Sucedió que un día entró Ramón alborozado en la sala donde se hallaba el coronel entretenido con su niña Gracia, que empezaba ya a responder a las primeras preguntas del catecismo, y a distinguir las letras; traía Ramón unos cuantos papeles en la mano.

 -Padre, exclamó, aquí tiene usted su rehabilitación, su suerte, su fortuna; ¿cómo, señor, poseyendo tales documentos, ha permanecido usted fuera del lugar que le corresponde, renunciando a las ventajas y sueldo de su grado que estos papeles le pueden proporcionar? Y puso ante los ojos del coronel unas cuantas cartas, proclamas y órdenes secretas que comprometían en sumo grado a algunos jefes que en aquella época estaban en altos puestos.

-¿Quién ha autorizado a tu atrevida mano a registrar mis papeles? respondió el coronel levantándose bruscamente de su asiento.

-Con solo que sepan los que los han escrito, prosiguió afanado el muchacho, que usted posee estos documentos, estará usted seguro de obtener cuanto quiera.

-¿Y a semejante medio, exclamó el padre arrebatando a su hijo los papeles, quieres que deba mi rehabilitación y mi adelanto? ¿Y piensas que por cobrar sueldo añada esta última página a mi honrosa hoja de servicios?

Y con reconcentrada indignación y amarga ironía, añadió:

-Eres de tu siglo, eres travieso, y sabes calcular; pero mi vida pública a fe mía que no acabará con una infamia.

-Y saliendo al patio encendió un fósforo y pegó fuego a los papeles que en la mano llevaba.

-Padre, exclamó Román, lo que va usted a hacer es una tontería; lo ignorado, ni agradecido ni pagado.

-Sé, repuso el coronel, que se ha dicho que no tengo talento, pero estaba reservado a mi hijo el decírmelo en mi cara. Cultiva tú ese talento, esa travesura, escalera de mano con que hoy se escalan los puestos y riquezas, pero no esperes que sea yo quien te proporcione el primer peldaño.

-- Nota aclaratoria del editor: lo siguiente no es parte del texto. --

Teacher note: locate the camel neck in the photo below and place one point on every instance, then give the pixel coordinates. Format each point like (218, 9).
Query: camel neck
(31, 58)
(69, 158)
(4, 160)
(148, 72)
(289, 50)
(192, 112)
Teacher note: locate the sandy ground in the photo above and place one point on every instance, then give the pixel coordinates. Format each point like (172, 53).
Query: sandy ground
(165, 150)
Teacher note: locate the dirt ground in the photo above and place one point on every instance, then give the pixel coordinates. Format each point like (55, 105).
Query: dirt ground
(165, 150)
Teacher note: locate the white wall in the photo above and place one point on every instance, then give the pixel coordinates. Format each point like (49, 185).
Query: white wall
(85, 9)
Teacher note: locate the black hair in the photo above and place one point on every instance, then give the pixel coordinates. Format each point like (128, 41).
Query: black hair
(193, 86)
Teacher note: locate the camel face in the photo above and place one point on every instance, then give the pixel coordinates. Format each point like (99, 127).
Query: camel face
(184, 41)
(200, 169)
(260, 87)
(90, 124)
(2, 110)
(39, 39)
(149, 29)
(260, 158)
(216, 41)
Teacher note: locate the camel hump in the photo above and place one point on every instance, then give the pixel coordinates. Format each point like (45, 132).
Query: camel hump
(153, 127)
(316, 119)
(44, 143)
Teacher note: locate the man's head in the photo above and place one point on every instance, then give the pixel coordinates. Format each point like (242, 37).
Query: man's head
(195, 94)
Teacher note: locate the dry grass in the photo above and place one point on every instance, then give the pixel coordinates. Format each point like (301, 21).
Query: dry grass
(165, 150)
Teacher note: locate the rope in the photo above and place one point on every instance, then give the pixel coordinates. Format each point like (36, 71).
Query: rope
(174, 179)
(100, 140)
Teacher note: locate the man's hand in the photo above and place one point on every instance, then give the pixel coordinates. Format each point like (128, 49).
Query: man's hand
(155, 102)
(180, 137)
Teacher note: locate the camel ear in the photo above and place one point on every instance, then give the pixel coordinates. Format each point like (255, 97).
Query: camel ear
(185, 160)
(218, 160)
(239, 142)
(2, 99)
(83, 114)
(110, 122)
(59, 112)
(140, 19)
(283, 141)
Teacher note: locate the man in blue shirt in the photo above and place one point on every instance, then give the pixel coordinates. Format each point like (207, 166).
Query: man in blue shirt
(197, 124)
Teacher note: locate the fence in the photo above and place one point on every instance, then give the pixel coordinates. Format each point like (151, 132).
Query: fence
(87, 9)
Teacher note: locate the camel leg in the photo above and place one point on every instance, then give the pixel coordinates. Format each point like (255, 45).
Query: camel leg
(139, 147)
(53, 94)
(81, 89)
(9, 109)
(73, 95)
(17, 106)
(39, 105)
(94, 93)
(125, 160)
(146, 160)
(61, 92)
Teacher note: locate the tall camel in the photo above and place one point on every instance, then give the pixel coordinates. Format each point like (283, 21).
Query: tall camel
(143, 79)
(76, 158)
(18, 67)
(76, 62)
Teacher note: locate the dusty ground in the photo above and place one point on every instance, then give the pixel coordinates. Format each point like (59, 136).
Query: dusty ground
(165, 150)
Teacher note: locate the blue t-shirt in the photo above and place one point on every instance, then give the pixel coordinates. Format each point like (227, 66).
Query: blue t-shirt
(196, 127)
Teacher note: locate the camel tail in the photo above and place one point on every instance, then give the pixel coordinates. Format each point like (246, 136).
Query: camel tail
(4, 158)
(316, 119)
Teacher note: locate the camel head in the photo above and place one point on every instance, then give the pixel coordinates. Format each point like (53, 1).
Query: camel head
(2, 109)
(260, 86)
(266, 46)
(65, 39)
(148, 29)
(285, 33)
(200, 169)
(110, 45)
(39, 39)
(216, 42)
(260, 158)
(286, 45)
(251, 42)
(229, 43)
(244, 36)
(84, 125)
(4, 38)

-¡Padre! ¡padre! gritó Ramón queriendo apoderarse de los documentos que ya ardían, su vida de usted acaba; pero la mía empieza.

Mas su padre lo apartó con un gesto tan imperioso y lleno de majestad paternal, que le hizo retroceder intimidado, diciéndole:

-Todos los sacrificios pueden pedir los hijos a sus padres, menos el de su honra.

Y el coronel echó al viento las negras cenizas de aquellos documentos.

-¡Ideas quijotescas que están fuera de uso! murmuró el muchacho exasperado, entrando en la sala y tirándose sobre una silla.

-Pues qué ¿tales son los usos, que se llame quijotismo a la sencilla honradez? le dijo su buena madre.

-No sé, señora, la interpretación que usted y mi padre dan a la honradez, respondió el muchacho; pero tener en su mano los medios de ocupar un puesto, de asegurar a usted una viudedad y a sus hijos un porvenir sin perjuicio de nadie, y utilizarse de ellos, no creo que pueda ser contra la honradez; pero por lo visto, para mi padre es muy honroso, después de quemar sus naves, el quemar hasta su tabla de salvación.